Negotiate a Better Managed Care Contract

The beginning of a new year is an excellent time to assess your need to strengthen your managed care contract agreements.

Healthcare billing personnel often begin to view the provider–carrier relationship as an adversarial, often dysfunctional partnership, and improving that relationship may be low on a long priority list of urgent action items.

However, the development of a mutually beneficial working relationship that fosters problem-solving, formalizes respective duties through clear, mutually beneficial contract terms, and encourages open, ongoing communication is critical to the success of every healthcare organization, especially those that are operating in areas where they can simply be dropped from their high-volume plans.

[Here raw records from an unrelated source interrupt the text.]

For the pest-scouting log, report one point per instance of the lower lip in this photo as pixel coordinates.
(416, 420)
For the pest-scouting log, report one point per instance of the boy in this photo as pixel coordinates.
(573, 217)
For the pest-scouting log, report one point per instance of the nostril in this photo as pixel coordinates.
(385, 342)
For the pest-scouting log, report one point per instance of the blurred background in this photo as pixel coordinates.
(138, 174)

Unfortunately, healthcare providers consistently maintain their inability to negotiate more favorable terms involving reimbursement issues. Instead, managed care contracts are presented on a take-it-or-leave-it basis. Without a doubt, facing the insurance carrier’s size, bureaucracy, and routine can be daunting. Yet, many providers have, with persistence, won important concessions through the negotiation process. In his article “What You Should Know When You Negotiate a Managed Care Contract,” Attorney Neil Caesar, president of The Health Law Center (www.healthlawcenter.com), advises medical providers to negotiate from a position of strength by being on the forefront of quality care and services. His article on negotiation speaks plainly to what is at stake:

“If you cannot differentiate yourself by virtue of risk-taking, scope of services, better outcomes, enhanced patient satisfaction or some other means, then you will be relegated to the bottom of the deep, deep pool of fungible, good-quality caregivers who are told what they will be paid, what services are included in that payment and what administrative and reporting quotas they must satisfy. Conversely, careful negotiation can help you establish working relationships that will make you valuable to managed care companies by offering them enhanced services, prompt availability, a minimum of problems in the relationship and/or higher patient satisfaction. Clear, practical managed care contracts can help you build valuable partnerships with managed care companies.” (Source: Managed Care Magazine, January, 1998, www.managedcaremag.com/archives/9801/9801.legal.shtml)

Consider the following questions as you assess and attempt to renegotiate contract terms with your managed care partners:

  1. Does the contract language mimic your most important state insurance legal protections? State mandates such as prompt payment laws, prior authorization protections and appeal/grievance rights have been passed to protect patients and providers from poor claim processing performance. However, many health plans, including ERISA-sponsored group health plans, are exempt from state insurance mandates. Therefore, it is important to negotiate such protections into the contract and insure across-the-board applicability of these protections.
  2. Does the contract define medical necessity broadly and specify an agreed upon clinical authority? Insurance policies often define medical necessity broadly. However, once a claim is submitted, carriers utilize clinical criteria to narrow medical necessity to more narrow medical options. Because the clinical rationale for these decisions vary greatly from carrier to carrier, it is important that the contract reference an agreed upon clinical authority. Seek to negotiate a specific medical necessity definition and to specify that the clinical rationale your organization will accept as a clinical authority for quality healthcare. If possible, specifically reference your preferred source for clinical information such as InterQual, Milliman & Robertson, or specialty-specific guidelines for physicians, such as the American College of Cardiology Foundation and American Heart Association Diagnosis and Management of Chronic Heart Failure in Adults, or the American Psychiatric Association Guidelines for the treatment of patients with substance abuse disorders.
  3. Does the contract restrict changes to the fee schedule to a specific time frame (ie,, yearly) and require prior notification of changes?
  4. Does the contract recognize the provider’s right to appeal and specify standards for appeal review. For example, appeal protections should include timely decision and review by qualified reviewers. Further, if coding denied are problematic, seek to clarify that coding appeals will be reviewed by a certified coder upon request.
  5. Does the contract protect the provider from timely filing and lack of prior authorization denials that can be traced back to patient error?